Ramaekers spreekt met enig gezag als het gaat over netwerken. Hij kan bogen op ervaring met het eerste grote formele Vlaamse ziekenhuisnetwerk ZNA en probeert nu in Jessa de netwerking tussen vier ziekenhuizen te finetunen. Volgens hem doen die vier partners het goed omdat ze elkaar benaderen op basis van enkele gelijke waarden en evenwaardigheid, respect, dialoog. "We kennen geen strikte vorm van hiërarchie, de besluitvorming verloopt sterk consensueel."
Acht pertinente vragen over netwerken:
1. Wat is een netwerk eigenlijk? Er bestaat nu niet echt een juridische basis voor en toch: soms moet je je niet laten afremmen door te veel theorie en meteen een aantal dingen in de praktijk brengen. Dat deed Jessa bijvoorbeeld voor een associatie interventionele neuroradiologie tussen twee ziekenhuizen. Het federaal regeerakkoord gaat expliciet over klinische netwerken. Men wordt verplicht om regionaal te kiezen voor één netwerk. Daarnaast kan men behoren tot meer dan een supraregionaal netwerk, "maar nog niet helemaal niet duidelijk uitgeklaard". Het is mooi om bottom-up netwerken te ontwikkelen, maar een raamwerk, een KB is nodig.
2. Artsenassociaties: artsen uitsluiten? Met andere collega’s gaan samenwerken is relatief nieuw. We halen artsen uit hun comfortzone, al is dat wellicht generatiegebonden. Maar artsen zijn ook ondernemers. De aansturing van zo’n artsenassociatie is niet evident.

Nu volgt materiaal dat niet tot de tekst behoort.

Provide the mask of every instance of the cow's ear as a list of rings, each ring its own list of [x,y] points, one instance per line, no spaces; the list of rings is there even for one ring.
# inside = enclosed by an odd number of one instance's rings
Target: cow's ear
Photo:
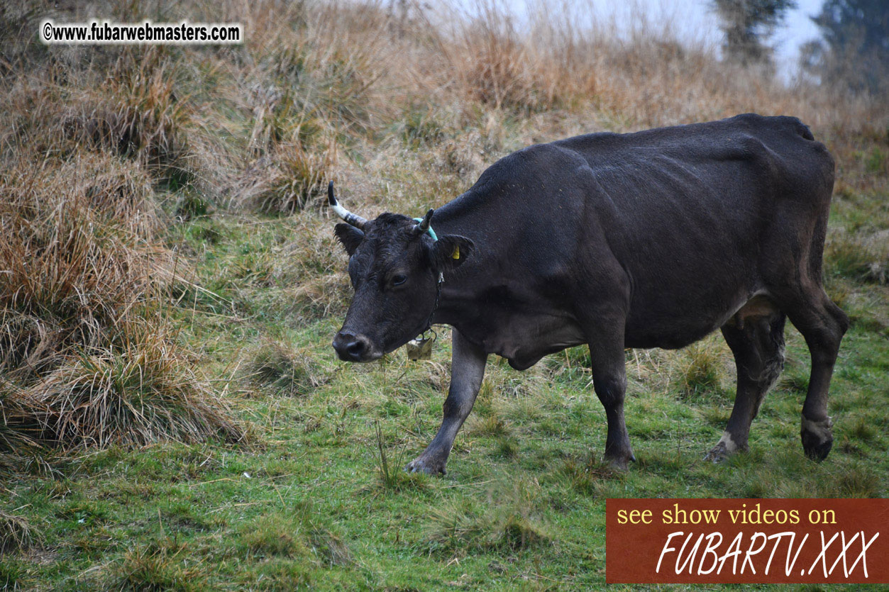
[[[348,253],[349,257],[352,256],[352,253],[361,244],[361,241],[364,240],[364,233],[351,224],[343,224],[342,222],[337,224],[333,228],[333,234],[342,243],[342,246],[346,249],[346,252]]]
[[[432,263],[436,269],[453,269],[462,265],[475,244],[466,236],[460,235],[444,235],[439,236],[432,245]]]

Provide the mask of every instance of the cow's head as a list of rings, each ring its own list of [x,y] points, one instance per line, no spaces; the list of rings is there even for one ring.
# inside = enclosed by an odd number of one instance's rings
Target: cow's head
[[[432,210],[419,222],[394,213],[366,220],[337,203],[332,181],[327,197],[331,208],[346,220],[336,225],[334,234],[348,253],[355,290],[333,348],[342,360],[370,362],[428,328],[440,274],[466,260],[472,241],[457,235],[434,239],[429,233]]]

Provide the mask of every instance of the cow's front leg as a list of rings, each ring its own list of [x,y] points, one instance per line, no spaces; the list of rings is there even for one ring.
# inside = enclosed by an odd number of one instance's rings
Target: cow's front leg
[[[438,433],[423,453],[407,463],[404,470],[422,471],[430,475],[444,474],[444,465],[453,446],[453,439],[476,402],[485,377],[487,354],[469,343],[453,330],[451,358],[451,388],[444,399],[444,417]]]
[[[616,328],[605,331],[589,343],[593,388],[608,420],[605,458],[611,465],[627,469],[636,460],[629,445],[629,435],[623,419],[623,398],[627,391],[627,374],[623,355],[623,332]]]

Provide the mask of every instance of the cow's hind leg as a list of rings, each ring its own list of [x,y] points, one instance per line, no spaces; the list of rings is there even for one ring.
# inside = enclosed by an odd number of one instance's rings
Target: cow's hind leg
[[[752,299],[722,328],[734,355],[738,388],[722,438],[707,456],[717,462],[747,450],[750,423],[784,368],[784,314],[763,297]]]
[[[800,429],[803,450],[809,458],[823,460],[833,445],[833,422],[828,416],[828,391],[840,341],[849,328],[849,317],[830,300],[821,285],[788,299],[781,306],[805,338],[812,356],[812,372],[803,404]]]

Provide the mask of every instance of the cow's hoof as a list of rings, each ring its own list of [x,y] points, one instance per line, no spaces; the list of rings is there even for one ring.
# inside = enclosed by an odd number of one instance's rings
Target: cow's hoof
[[[444,475],[444,461],[419,456],[407,463],[404,470],[408,473],[426,473],[427,475]]]
[[[833,446],[833,420],[826,420],[813,421],[803,416],[803,426],[800,437],[803,440],[803,451],[813,460],[823,460],[830,453]]]
[[[636,462],[636,457],[632,452],[624,456],[605,456],[605,461],[614,470],[626,472],[629,470],[629,462]]]

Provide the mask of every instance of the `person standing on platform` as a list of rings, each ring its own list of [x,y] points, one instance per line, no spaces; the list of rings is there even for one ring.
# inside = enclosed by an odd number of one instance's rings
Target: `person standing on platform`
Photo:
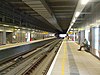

Vaak sluit men van in het begin enkele artsen uit: "U betonneert zo voor enkele tientallen jaren veel 'amusement' in uw samenwerking."
3. Wachtfrequentie: pro's en cons? Bij samenwerking daalt de wachtfrequentie en dat is heel positief. Keerzijde van de medaille: elke arts met wacht moet vier ziekenhuizen 'afrijden', samen met tweede en/of derde wacht. De complexiteit neemt dus ernstig toe.
4. Wat bij conflicten? Welke medische raad wordt dan mee uitgenodigd? Klassiek was er het intercollegiaal gesprek, maar in netwerken staat dat verder af. Advocaten spinnen er wel garen bij... Wat als artsen ziekenhuizen tegen elkaar gaan uitspelen omdat in het ene ziekenhuis afdrachten 5% lager liggen? Of omgekeerd: wat als ze dreigen met vertrekken omdat de lat hoger ligt in een ziekenhuis, vergeleken met een naburig?
5. Machtsverhoudingen veranderen door netwerken? Artsen begonnen met dienst en pooling, nu worden associaties en netwerken meer populair. Daarom zijn duidelijke afspraken op papier nodig en men mag niet vergeten om het ziekenhuis bij die overeenkomst te betrekken. "Als medisch directeur ben ik blij dat ik een goede band heb met mijn diensthoofd cardiologie en alle cardiologen. Dat grote groepen artsen hun eigen (poli)kliniek maken, heeft ook te maken met de kostenstructuur van een ziekenhuis."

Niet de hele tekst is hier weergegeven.